Anchorage police and the FBI say teens are exploited in the sex trade more than most Alaskans realize -- and while society runs away from the problem, teens continue to run towards it.

Officials say the key to preventing the spread of teen sex trafficking is to keep better track of runaways and get them help. The Covenant House Crisis Center in downtown Anchorage is one place to gain insights into the problem.

“We let them come in here and they’re able to pick out a few items,” said Covenant House’s Lauren Rice, as she opened up a closet stacked with donated jeans, shirts, suits and other gently worn clothing. “This is really important, particularly for keeping them enrolled in school and also for job searching, just so they’re comfortable and they have things to wear.”
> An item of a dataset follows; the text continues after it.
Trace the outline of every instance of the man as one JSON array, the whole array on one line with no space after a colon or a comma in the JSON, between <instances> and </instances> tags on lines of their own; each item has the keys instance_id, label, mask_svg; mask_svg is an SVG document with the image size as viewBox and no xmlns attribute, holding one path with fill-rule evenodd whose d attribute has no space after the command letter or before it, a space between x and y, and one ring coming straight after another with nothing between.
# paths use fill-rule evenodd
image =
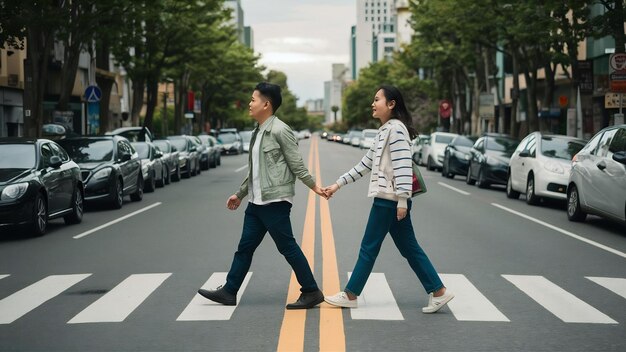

As a community relations worker, it’s Rice’s job to get the word out to the community about how people can help. Currently, Covenant House is the only shelter in Alaska for homeless young people. It serves about 700 people a year between the ages of 13 and 20.

About 40 percent of these Covenant House clients are aging out of the state foster-care system. On average, about three out of four have no job -- a number that’s even higher for kids from rural Alaska.

Covenant House estimates that about 30 percent of those who stay at the Crisis Center have engaged in what’s known as “survival sex,” trading sex for food or a place to stay -- and it’s not just girls.

“Our boys are just as vulnerable as our girls are,” says Rice. “A lot of times, they are more silent victims.”

Covenant House does not track the number of teens who have engaged in prostitution, nor does it have any specific programs for kids who are survivors of sex trafficking.  

There are a number of teens currently in Covenant House programs who have been trafficked, but Channel 2 wasn’t allowed to interview them. Rice says their situations are still too fragile and potentially dangerous, because they live in constant fear of being tracked down by their pimps and forced back into prostitution.

Rice adds that Covenant House staffers also have to keep their guard up for girls sent to the shelter to recruit other girls for their pimps, or “daddies” as they’re called on the street. In the meantime Covenant House has a full plate, making sure kids are fed, clothed and housed and steered towards finishing their education and getting jobs.

Police say it’s important that Covenant House keep doing what it does, because odds are the longer a runaway is on the streets, the likelier they are to be drawn into survival sex or wind up with a pimp.  

“It’s a way to support themselves,” says Sgt. Kathy Lacey, who heads up the Anchorage Police Department’s Vice Unit. “They have to start making a lot of cash, and it’s difficult to go straight and get that regular job at minimum age, especially if they don’t have any training.”

Lacey says more attention needs to be paid to teens who are constant runaways.

“I’m not talking about the rebellious teenager that runs away one time,” says Lacey. “But I’m talking about a chronic runaway, somebody who’s running away from home; there’s a problem at home, and that’s why they’re running away.”

A runaway report to the APD triggers an automatic response, but if the problems at home involve drugs, domestic violence or sexual abuse, parents often stop asking police for help.

“They don’t want to call police about a runaway after a couple of times, because they don’t want law enforcement coming and knocking at their door anymore,” Lacey said.

When parents quit reporting, it’s easier for teens to fall off the radar.

“If they’re not reported as runaway kids and don’t have a family looking for them, those are throwaway kids,” Lacey says.  

At the McLaughlin Youth Facility, many of the girls are frequent runaways, kids like one 17-year-old we’ll call Brenda -- which isn’t her name, but a pseudonym to protect her identity.